The 77-year-old John Glenn's return to space this Thursday "will be a huge shot to the elderly the likes of which we haven't seen since Yul Brynner was on the stage" and could also produce data that will help scientists better understand the aging process, said Laurence R. Young, the Apollo Program Professor of Astronautics.
Professor Young and Professor Richard J. Cohen of the Harvard-MIT Division of Health Sciences and Technology are among six experts from around the country who are NASA spokesmen for why Senator Glenn should be on the mission.
Senator Glenn will be involved in several studies, many of which are related to aging. Aging is associated with a variety of symptoms such as muscle atrophy; astronauts have reported similar symptoms. Exploring the "deconditioning" that seems to occur in space could lead to potential therapies for both astronauts and the elderly, according to Professor Young.
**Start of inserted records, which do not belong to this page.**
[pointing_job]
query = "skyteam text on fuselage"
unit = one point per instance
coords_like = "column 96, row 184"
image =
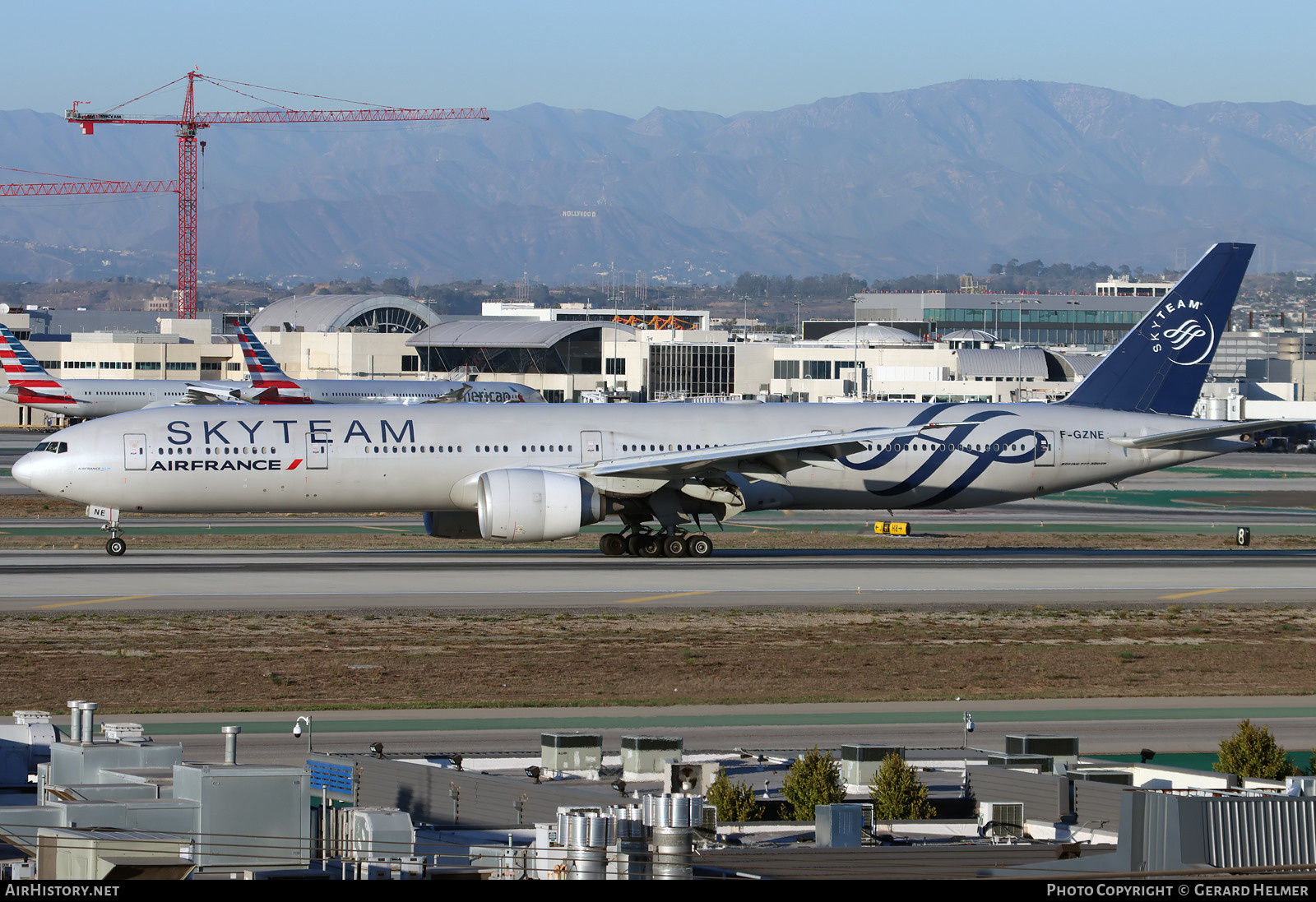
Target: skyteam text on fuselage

Professor Young's own research involves the human balance system and how it adapts to space. In a statement distributed by NASA he said:
"Just as older people may stumble or fall, especially in the dark, astronauts often have trouble with Earth's gravity after a space flight. In both cases, the balance organs in the inner ear are affected and the brain must adapt to a new challenge of walking and standing. Measurements of the stability of stance and gaze following the space flight of Senator Glenn and his younger crew mates will help us understand the relationships between space and aging as they influence posture."
He further cited other, non-scientific reasons for Senator Glenn's participation in the flight. In addition to being a boon for the elderly, "quite frankly I think he deserves it," Professor Young said.
Among the studies Senator Glenn will be involved in are three cardiovascular investigations. Professor Cohen said in another NASA statement: "John Glenn's flight will provide a unique opportunity to study the effect of space flight on cardiovascular function in an older individual. NASA's research program has already made important contributions to cardiovascular medicine, in particular in regard to problems encountered by older patients. John Glenn's flight highlights the combined benefits to the space program and to public health which come out of space medicine research."
"For example," he told MIT Tech Talk, "past NASA-sponsored research in my laboratory helped lead to the development of a new noninvasive technique for identifying individuals at risk for sudden cardiac death which potentially may help save tens of thousands of lives per year in the United States."
A version of this article appeared in MIT Tech Talk on October 28, 1998.